In this empirical study we found that over half of the population differentiates in health policy issues between social or national policy and their personal needs. When asked about national policy, they seem to be influenced by additional considerations beyond their personal experience (e.g. social solidarity). Furthermore, it may be that some of the subjects who chose the same priority at both levels actually believe that the national interest is the same as their own personal interest, thus for them there is a coincidence of private and public interests. Although we were unable to test this hypothesis, considering this aspect, it is likely that the 54% of the public who differentiated between personal and national priorities is a minimal estimate, and their proportion in the population may be even higher.

The only socio-demographic variable that characterized those with a stronger tendency to differentiate between personal and national levels was population group.
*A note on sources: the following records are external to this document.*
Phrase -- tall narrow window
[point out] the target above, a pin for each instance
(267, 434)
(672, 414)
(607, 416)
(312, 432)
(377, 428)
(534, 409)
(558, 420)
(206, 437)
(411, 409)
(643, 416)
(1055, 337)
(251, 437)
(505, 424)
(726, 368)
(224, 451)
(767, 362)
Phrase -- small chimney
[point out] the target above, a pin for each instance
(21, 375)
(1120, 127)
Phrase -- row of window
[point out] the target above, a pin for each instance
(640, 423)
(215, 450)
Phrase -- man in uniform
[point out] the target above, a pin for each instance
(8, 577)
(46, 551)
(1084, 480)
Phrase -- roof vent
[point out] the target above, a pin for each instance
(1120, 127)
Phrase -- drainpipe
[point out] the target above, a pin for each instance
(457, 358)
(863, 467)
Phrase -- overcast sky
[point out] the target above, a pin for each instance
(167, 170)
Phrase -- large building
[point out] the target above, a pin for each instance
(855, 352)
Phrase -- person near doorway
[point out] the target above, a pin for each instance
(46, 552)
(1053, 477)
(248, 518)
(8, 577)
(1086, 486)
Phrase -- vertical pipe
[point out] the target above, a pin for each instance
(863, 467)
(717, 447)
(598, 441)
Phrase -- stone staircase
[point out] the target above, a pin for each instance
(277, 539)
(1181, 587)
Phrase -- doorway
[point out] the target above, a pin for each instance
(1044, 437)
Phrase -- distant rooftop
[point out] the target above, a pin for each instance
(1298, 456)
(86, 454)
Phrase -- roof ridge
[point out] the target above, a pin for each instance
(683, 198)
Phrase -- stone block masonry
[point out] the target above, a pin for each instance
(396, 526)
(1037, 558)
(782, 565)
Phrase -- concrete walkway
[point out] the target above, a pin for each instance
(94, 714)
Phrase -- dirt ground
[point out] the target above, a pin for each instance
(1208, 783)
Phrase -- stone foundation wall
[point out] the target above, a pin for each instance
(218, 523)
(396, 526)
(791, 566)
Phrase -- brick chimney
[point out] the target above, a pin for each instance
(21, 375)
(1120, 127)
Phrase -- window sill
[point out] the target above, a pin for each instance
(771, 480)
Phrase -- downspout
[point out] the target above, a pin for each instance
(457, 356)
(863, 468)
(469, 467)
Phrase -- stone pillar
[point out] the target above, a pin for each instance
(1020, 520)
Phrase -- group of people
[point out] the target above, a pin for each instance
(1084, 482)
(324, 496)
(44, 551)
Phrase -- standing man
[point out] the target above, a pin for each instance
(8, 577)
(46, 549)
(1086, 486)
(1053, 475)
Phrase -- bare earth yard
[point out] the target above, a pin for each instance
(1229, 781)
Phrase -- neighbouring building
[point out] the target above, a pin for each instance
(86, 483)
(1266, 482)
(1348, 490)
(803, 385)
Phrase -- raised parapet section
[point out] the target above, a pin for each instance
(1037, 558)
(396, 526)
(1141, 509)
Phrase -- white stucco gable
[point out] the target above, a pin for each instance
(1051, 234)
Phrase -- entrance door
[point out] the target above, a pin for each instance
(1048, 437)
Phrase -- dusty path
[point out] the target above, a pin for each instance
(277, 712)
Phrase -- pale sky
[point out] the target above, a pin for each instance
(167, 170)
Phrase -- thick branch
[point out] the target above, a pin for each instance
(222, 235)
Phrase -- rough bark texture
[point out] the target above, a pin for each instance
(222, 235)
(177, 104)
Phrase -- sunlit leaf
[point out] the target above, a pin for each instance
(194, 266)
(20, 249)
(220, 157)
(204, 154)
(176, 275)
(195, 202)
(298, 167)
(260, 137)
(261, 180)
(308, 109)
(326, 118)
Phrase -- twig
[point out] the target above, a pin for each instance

Arab respondents were more likely to make different priorities at the two levels. A possible explanation for this is that the Arab population, being a minority with a different cultural background than that of the majority Jewish population, perceives their needs as different from the needs of the majority. Therefore at the national level they tend to perceive the majority’s needs independently from their own. A more in-depth exploration of this hypothesis is recommended.


We do not advocate a decision-making process based on polls or referendums. However we believe that citizens are able to express their opinion on national policy issues as distinct from their personal needs. This information is important to decision-makers as one of the factors that should be considered when making policy decisions.